Following the transaction, FSC will change its name to Oaktree Specialty Lending Corporation, and will trade under the ticker symbol OCSL; FSFR will change its name to Oaktree Strategic Income Corporation, and will trade under the ticker symbol OCSI.

Following the closing of the transaction, Oaktree will replace FSM as the investment adviser to the BDCs, and an Oaktree affiliate will become their administrator.

Oaktree’s proposed investment advisory agreements are more aligned with BDC shareholders as the management fee rate for FSC will be reduced from 1.75% to 1.50%, and the incentive fee will be reduced from 20.0% to 17.5% with respect to both income and capital gains.

The incentive fee for FSFR will also be reduced from 20.0% to 17.5% with respect to both income and capital gains. The current FSFR management fee rate of 1.0% will remain unchanged. OCG expects the transaction to be immediately accretive to its adjusted net income.
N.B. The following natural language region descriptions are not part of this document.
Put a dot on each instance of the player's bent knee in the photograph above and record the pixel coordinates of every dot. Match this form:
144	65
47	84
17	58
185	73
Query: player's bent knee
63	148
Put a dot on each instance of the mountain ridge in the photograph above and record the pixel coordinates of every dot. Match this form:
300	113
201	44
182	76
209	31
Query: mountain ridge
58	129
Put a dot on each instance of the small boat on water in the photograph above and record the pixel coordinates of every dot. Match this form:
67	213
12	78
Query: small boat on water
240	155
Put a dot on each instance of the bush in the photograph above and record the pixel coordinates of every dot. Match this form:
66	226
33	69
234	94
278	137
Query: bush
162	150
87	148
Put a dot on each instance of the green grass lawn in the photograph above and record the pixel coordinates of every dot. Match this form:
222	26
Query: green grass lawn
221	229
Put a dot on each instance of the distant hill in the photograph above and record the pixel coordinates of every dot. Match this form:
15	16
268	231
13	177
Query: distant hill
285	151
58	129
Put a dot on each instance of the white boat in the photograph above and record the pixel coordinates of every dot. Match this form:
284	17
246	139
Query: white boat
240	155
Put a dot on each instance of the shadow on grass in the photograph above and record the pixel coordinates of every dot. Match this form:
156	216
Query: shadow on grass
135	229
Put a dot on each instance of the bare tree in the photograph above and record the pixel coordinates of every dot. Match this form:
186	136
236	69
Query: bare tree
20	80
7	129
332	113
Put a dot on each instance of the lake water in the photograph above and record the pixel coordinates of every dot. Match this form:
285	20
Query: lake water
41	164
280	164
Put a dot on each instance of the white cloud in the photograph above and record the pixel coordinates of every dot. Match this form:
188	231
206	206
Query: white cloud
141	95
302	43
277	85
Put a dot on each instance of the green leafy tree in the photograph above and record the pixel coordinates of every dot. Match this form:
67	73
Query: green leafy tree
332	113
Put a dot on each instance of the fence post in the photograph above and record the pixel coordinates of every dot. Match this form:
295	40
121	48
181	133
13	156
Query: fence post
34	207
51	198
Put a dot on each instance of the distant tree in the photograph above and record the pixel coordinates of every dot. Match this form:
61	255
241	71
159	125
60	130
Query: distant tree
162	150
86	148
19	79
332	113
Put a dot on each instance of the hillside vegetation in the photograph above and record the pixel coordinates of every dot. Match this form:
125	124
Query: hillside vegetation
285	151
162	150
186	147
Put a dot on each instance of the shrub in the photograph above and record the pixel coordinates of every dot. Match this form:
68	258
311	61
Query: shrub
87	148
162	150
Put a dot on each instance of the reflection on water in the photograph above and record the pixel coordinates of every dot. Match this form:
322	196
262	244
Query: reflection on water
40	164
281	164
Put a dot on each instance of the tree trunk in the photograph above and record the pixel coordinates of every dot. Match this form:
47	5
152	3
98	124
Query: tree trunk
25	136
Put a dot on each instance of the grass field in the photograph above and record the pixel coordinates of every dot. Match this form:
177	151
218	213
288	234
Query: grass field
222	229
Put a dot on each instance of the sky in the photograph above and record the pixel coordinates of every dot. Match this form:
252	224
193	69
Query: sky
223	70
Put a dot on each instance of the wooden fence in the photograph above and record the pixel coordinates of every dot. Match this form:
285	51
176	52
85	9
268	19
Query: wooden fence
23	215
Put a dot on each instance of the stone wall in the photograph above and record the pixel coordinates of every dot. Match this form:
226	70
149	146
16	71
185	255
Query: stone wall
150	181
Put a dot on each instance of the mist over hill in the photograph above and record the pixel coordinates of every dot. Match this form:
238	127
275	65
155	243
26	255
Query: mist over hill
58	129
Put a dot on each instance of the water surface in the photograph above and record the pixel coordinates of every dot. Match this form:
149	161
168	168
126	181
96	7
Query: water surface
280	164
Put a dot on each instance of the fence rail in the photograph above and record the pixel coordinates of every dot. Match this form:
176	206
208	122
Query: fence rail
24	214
The new advisory agreements are subject to approval by the stockholders of FSC and FSFR.

The FSC and FSFR boards of directors unanimously recommended that the stockholders of each BDC vote in favor of the new investment advisory agreement with Oaktree and related corporate governance matters, including the election of new directors.

Following the closing of the transaction, all current FSC board members except Richard P. Dutkiewicz, and all current FSFR board members except Richard W. Cohen, have agreed to resign.

Each BDC board has nominated Marc H. Gamsin, Craig Jacobson, Richard G. Ruben and Bruce Zimmerman as new independent directors and John Frank, Vice Chairman of Oaktree, as a new interested director of the board, each of whom would take office upon approval of the stockholders and the closing of the transaction.

Mr. Frank is expected to serve as Chairman of each BDC board. The executive officers of FSC and FSFR will resign and will be replaced with individuals affiliated with Oaktree at the closing of the transaction.